North Korea has not stopped its nuclear and missile programs and is violating UN sanctions including by “a massive increase in illicit ship-to-ship transfers of petroleum products,” UN experts said in a new report.
A summary of the report by experts monitoring UN sanctions against North Korea, which was sent to the Security Council Friday night and obtained by The Associated Press, said North Korea is also violating sanctions by transferring coal at sea and flouting an arms embargo and financial sanctions.
The panel of experts said North Korea attempted to sell small arms and light weapons and other military equipment via foreign intermediaries, including Syrian arms traffickers in the case of Houthi Shiite rebels in Yemen as well as Libya and Sudan. The report also said North Korea has continued military cooperation with Syria, in breach of UN sanctions.
The panel said it is continuing to investigate sanctioned individuals, companies and other entities in Asia that clandestinely procured centrifuges for North Korea’s nuclear program and attempted to sell a wide range of military equipment to governments and armed groups in the Middle East and Africa.
The Security Council first imposed sanctions on North Korea after its first nuclear test in 2006 and has made them tougher and tougher in response to further nuclear tests and its increasingly sophisticated ballistic missile program.
Many diplomats and analysts credit the sanctions, which have sharply cut North Korea’s exports and imports, with helping promote the thaw in relations between North Korea and South Korea as well as the June meeting between President Donald Trump and North Korean leader Kim Jong Un.
But the report said North Korea “has not stopped its nuclear and missiles programs” and continues to defy the sanctions resolutions.
The experts said ship-to-ship transfers of petroleum products, oil and coal involve “increasingly sophisticated evasion techniques.”
These include turning off Automatic Identification Systems, which are required to be on at all times under international regulations, physically disguising North Korean tankers, using small unregistered vessels, illegally changing names, carrying out night transfers and using additional vessels to trans-ship cargo, the report said.
The United States said last month that North Korea is illegally smuggling refined petroleum products into the country beyond the quota of 500,000 barrels per year allowed under UN sanctions.
US documents sent to the Security Council committee monitoring sanctions against North Korea cite 89 instances between Jan. 1 and May 30, in which North Korean tankers likely delivered refined products “illicitly procured” via ship-to-ship transfers.

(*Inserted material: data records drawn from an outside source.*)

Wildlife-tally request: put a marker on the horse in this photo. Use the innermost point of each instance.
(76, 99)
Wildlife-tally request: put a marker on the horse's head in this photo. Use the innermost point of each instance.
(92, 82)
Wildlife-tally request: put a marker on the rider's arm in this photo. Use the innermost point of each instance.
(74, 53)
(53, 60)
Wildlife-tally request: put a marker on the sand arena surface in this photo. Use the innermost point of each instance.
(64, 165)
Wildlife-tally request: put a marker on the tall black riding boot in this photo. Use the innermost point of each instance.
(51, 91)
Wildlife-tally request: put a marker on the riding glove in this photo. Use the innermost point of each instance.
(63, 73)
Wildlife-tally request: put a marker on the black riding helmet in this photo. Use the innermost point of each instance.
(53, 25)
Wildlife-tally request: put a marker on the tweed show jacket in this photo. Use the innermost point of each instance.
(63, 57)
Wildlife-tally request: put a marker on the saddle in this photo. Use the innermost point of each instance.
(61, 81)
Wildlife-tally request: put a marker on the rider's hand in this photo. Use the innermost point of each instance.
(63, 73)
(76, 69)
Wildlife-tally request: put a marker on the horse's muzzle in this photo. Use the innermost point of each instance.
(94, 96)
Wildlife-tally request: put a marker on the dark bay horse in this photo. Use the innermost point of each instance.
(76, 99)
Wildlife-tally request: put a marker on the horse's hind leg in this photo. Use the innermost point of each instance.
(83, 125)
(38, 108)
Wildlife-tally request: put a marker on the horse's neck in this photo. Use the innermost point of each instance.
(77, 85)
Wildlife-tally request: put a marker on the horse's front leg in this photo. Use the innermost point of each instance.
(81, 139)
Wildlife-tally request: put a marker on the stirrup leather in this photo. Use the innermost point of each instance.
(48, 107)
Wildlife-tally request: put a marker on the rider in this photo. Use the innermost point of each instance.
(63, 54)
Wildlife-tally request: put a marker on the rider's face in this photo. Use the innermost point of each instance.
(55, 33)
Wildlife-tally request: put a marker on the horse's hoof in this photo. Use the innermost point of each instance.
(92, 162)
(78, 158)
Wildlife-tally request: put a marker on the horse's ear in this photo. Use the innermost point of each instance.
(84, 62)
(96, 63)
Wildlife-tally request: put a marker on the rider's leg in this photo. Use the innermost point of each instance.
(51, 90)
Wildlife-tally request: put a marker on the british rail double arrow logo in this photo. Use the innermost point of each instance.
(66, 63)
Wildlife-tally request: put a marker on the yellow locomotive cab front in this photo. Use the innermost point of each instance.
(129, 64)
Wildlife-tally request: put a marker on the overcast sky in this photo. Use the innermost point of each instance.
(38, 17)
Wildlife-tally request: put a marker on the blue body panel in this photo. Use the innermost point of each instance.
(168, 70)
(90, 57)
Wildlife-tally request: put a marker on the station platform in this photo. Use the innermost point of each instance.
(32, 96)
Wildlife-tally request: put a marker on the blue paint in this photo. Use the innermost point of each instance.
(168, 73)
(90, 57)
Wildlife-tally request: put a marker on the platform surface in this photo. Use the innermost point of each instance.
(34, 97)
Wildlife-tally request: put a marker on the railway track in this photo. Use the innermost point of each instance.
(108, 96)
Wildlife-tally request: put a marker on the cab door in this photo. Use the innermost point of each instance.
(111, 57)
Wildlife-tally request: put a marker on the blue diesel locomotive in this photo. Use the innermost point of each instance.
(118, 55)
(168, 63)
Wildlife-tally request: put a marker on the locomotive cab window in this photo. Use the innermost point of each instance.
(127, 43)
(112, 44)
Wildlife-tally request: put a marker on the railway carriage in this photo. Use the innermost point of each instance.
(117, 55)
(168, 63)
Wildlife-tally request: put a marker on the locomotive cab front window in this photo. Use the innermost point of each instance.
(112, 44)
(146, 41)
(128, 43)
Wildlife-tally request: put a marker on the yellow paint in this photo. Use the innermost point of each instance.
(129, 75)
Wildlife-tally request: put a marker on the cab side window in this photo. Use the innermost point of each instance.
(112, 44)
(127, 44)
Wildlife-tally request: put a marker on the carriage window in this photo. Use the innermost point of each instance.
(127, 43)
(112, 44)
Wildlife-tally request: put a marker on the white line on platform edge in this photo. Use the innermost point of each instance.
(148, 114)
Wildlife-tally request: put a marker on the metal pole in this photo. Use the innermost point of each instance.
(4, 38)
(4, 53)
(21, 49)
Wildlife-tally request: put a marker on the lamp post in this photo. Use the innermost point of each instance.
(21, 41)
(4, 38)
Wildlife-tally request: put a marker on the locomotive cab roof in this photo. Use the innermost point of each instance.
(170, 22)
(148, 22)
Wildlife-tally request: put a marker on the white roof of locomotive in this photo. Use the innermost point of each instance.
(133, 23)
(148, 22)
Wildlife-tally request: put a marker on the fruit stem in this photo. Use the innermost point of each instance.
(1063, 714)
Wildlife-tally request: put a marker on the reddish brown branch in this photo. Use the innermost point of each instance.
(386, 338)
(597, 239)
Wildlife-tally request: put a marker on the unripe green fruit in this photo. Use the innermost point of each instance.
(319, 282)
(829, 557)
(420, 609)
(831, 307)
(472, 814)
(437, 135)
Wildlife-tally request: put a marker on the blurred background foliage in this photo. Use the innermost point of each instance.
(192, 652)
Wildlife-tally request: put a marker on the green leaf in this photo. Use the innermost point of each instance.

The documents say that even if each tanker delivered only one-third of its listed capacity, the total volume would be above the 500,000 barrel annual quota. If loaded at around 90 percent, the US said the tankers would have delivered nearly 1.4 million barrels of refined products to North Korea, almost triple the quota.
The experts said if the report is accurate, North Korea is violating sanctions and all countries “would have to immediately halt all such transfers” to North Korea.
As for UN financial sanctions, the report said they are among the most poorly implemented and evaded measures.
The experts said individuals empowered to act for North Korean financial institutions operate in at least five countries, which weren’t named, “with seeming impunity.”
They said accounts closed in the European Union to comply with sanctions were transferred to accounts at financial institutions in Asia.
North Korea is also using overseas companies and individuals to obscure income-generating activities for the government, the panel said. And the experts’ investigation of more than 200 joint ventures and/or cooperatives turned up a number that violated UN sanctions resolutions by maintaining links with companies and entities under sanctions.
The experts said North Korean diplomats also continue to play “a key role in sanctions evasion,” including by controlling bank accounts in multiple countries and holding accounts in the name of family members and front companies.